Books · Emotional Health

Two Books About Brave Heroines Finding Their Way Out of Abuse

I enjoy reading novels about women, though lately it seems like there is a  rash of successful ones with the word “girl” in the title, offering unreliable narrators, ambiguous protagonists, and dizzying plot twists. So it’s a relief to recommend new novels offering enthralling tales about brave young heroines without these devices.

Though the art of war may have changed through the use of cyber technology, a new bestseller demonstrates that conflicts between men and women remain stubbornly familiar. The Great Alone by Kristin Hannah begins in 1974. Her protagonist is a young teenager as who falls in love with the supportive, sensitive boy-next-door, literally the only boy next door. Matthew is both her nearest neighbor and also the only other teen in her class, because they live on a remote part of the Kenai Peninsula, in an equally remote part of Alaska.

While Matthew’s parents, who are third generation Alaskans with deep roots in the community, are wealthy by local standards, Leni’s family arrive full of unrealistic ideas and not much else. Her father, Ernt Allbright, has inherited a small cabin from a fellow Vietnam vet, but when they conclude their long journey into one of Alaska’s wildest areas, they find an abandoned shack with no utilities.
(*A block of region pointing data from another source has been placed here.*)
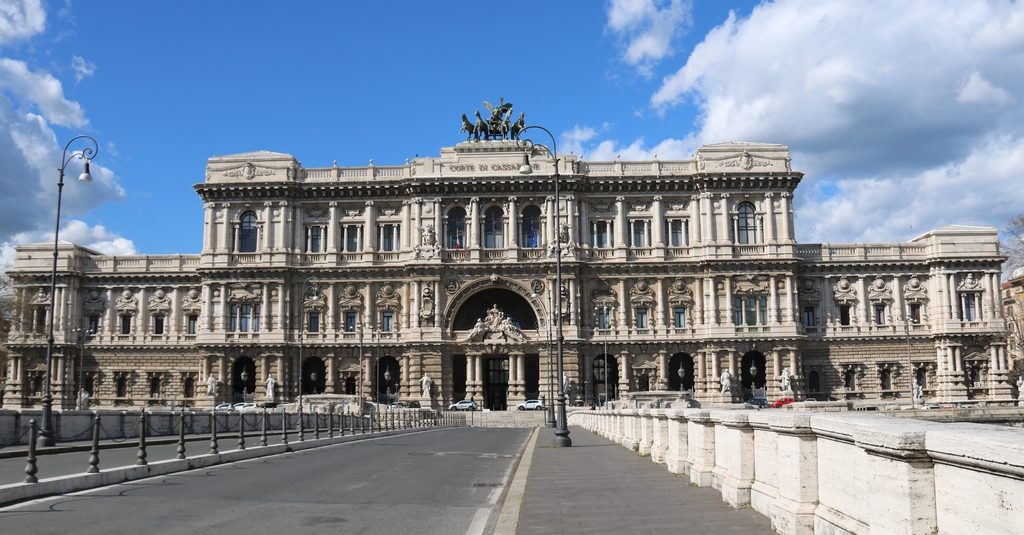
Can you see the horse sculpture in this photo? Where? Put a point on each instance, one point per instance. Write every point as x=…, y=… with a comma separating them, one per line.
x=467, y=127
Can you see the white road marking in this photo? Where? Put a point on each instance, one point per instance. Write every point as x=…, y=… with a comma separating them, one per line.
x=479, y=522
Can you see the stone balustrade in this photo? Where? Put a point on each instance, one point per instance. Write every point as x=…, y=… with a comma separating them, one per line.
x=836, y=472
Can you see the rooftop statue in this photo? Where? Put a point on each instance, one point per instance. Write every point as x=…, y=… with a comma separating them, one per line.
x=499, y=126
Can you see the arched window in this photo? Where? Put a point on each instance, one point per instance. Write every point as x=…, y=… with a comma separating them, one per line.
x=248, y=233
x=529, y=228
x=494, y=234
x=457, y=229
x=813, y=383
x=745, y=224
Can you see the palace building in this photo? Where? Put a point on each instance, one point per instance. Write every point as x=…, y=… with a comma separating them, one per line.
x=675, y=276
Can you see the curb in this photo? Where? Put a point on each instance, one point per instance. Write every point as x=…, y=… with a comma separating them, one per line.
x=508, y=520
x=84, y=481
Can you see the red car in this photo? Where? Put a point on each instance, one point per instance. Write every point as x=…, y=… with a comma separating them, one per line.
x=781, y=402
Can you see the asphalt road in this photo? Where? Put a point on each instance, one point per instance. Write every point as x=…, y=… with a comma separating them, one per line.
x=435, y=482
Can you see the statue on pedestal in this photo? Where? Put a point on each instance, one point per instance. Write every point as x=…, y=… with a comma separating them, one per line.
x=726, y=381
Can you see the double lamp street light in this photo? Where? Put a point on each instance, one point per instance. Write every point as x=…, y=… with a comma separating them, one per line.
x=87, y=154
x=561, y=429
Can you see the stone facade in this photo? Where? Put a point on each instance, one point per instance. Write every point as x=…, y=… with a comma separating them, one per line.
x=374, y=277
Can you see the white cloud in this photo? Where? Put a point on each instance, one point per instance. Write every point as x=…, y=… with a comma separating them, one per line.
x=20, y=19
x=901, y=114
x=647, y=27
x=42, y=90
x=82, y=68
x=979, y=90
x=30, y=154
x=96, y=238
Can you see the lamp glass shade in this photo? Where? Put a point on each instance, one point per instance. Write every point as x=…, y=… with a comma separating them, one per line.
x=85, y=176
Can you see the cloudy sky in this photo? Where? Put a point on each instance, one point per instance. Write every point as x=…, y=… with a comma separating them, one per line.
x=904, y=116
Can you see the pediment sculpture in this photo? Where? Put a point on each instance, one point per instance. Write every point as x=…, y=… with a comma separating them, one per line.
x=350, y=298
x=193, y=301
x=127, y=303
x=844, y=292
x=879, y=291
x=914, y=291
x=970, y=284
x=93, y=303
x=160, y=302
x=42, y=297
x=496, y=323
x=680, y=294
x=241, y=292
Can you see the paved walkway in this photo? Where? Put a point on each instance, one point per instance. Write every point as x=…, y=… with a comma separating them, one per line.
x=599, y=487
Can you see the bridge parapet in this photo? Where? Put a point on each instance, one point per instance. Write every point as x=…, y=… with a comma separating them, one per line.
x=837, y=472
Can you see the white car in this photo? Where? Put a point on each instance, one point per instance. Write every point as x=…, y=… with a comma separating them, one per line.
x=530, y=405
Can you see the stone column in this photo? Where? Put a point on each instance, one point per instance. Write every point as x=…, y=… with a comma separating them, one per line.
x=370, y=234
x=513, y=225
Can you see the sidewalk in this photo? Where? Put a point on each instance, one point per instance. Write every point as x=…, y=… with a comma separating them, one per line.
x=599, y=487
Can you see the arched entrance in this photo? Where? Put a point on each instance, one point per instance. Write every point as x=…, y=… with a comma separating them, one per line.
x=681, y=363
x=604, y=392
x=510, y=303
x=752, y=369
x=244, y=379
x=388, y=379
x=313, y=376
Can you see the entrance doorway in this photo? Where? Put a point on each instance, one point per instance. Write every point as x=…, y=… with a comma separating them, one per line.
x=496, y=387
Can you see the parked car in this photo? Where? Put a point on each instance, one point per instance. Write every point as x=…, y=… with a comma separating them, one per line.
x=530, y=405
x=760, y=402
x=782, y=402
x=464, y=405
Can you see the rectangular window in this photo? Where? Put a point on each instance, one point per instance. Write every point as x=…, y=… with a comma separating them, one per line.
x=751, y=311
x=639, y=234
x=642, y=318
x=679, y=317
x=844, y=315
x=809, y=316
x=387, y=238
x=677, y=233
x=967, y=305
x=314, y=239
x=601, y=235
x=352, y=238
x=246, y=312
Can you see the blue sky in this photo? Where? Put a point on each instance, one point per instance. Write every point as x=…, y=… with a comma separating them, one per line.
x=904, y=116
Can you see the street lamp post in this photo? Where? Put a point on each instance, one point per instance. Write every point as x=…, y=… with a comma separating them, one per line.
x=604, y=325
x=358, y=327
x=561, y=429
x=87, y=154
x=302, y=328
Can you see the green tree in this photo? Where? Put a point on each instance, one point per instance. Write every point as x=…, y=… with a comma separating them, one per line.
x=1013, y=243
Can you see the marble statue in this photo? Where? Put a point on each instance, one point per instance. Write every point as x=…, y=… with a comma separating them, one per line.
x=271, y=384
x=786, y=380
x=726, y=381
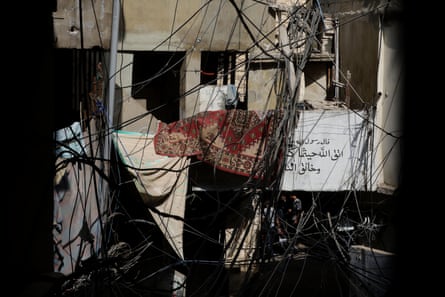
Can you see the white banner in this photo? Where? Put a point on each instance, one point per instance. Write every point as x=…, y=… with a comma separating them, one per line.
x=328, y=152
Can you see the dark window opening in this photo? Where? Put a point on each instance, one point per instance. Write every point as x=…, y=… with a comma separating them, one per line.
x=224, y=68
x=156, y=78
x=75, y=73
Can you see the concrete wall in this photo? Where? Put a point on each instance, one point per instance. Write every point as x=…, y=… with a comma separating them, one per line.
x=95, y=21
x=390, y=104
x=358, y=54
x=149, y=24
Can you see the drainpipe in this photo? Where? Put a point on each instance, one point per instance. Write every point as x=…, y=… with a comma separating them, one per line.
x=337, y=66
x=112, y=73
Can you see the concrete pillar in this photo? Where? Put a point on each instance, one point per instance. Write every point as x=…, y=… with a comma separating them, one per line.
x=190, y=81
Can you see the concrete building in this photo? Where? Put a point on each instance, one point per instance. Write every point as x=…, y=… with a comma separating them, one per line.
x=132, y=65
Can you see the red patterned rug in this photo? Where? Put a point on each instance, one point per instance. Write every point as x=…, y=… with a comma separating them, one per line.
x=231, y=140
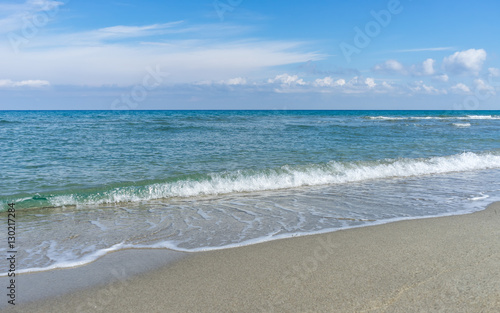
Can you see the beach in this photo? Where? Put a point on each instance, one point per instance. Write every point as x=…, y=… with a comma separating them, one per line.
x=443, y=264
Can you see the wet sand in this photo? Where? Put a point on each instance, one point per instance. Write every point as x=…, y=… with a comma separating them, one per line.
x=444, y=264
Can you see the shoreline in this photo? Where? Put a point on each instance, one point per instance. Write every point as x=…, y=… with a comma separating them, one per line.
x=448, y=262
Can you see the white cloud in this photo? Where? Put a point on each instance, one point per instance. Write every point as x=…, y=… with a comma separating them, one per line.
x=329, y=82
x=287, y=80
x=370, y=82
x=468, y=61
x=460, y=88
x=494, y=72
x=391, y=67
x=395, y=67
x=428, y=67
x=442, y=77
x=421, y=87
x=23, y=83
x=126, y=64
x=426, y=49
x=14, y=17
x=235, y=81
x=483, y=87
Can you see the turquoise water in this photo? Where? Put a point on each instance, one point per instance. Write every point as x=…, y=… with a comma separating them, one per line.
x=86, y=182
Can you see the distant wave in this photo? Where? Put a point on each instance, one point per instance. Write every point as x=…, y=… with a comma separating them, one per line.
x=278, y=178
x=467, y=117
x=461, y=124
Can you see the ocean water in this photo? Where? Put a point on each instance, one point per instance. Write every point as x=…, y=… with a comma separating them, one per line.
x=88, y=182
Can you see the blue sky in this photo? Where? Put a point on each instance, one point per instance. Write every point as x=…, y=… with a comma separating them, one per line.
x=242, y=54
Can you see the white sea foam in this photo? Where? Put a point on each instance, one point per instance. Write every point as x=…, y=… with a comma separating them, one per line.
x=468, y=117
x=291, y=177
x=461, y=125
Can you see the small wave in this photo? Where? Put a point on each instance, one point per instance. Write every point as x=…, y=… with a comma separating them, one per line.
x=461, y=124
x=281, y=178
x=468, y=117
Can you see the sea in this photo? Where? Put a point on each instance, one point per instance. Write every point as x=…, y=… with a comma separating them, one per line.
x=86, y=183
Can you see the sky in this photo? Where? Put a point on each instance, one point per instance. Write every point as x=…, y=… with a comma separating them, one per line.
x=242, y=54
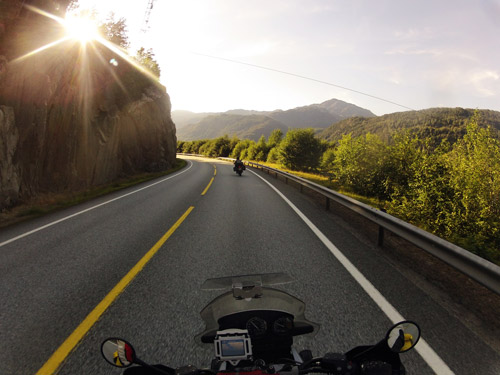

Having few resources or skills, they must rely heavily on the support of the tight community to survive the treacherous Alaskan landscape and weather.

Ernt, traumatized by his war experiences, arrives seething with resentment, survivalist fantasies, and conspiracy theories. Egged on by fellow misfits and oddballs scattered about the small village and its environs, his paranoia—and his drinking—becomes especially dark during the long, sunless winters. And Ernt, increasingly envious and angry at Matthew’s privileged and respected father, is abusive to his own devoted wife, Cora, whom he suspects of being attracted to the other man. These sins of the father in turn set up a Capulet/Montague scenario for the young lovers.

The novel presents a vivid portrait of a classically abusive relationship. We watch as Ernt controls and demeans Cora, progressively weakening her sense of self and dominating her. Their fights and reconciliations are the stuff of dangerous liaisons throughout history. Cora, clinging to the delusion that her husband’s anger is part of his passion, empathizes with his pain and cannot break away from him. But their daughter, Leni, whose love for Matthew opens up new horizons, realizes that the family is on the path to ruin. Unable to persuade Cora  to leave, she wrestles with the painful choice to save herself and abandon her mother, or possibly perish with her.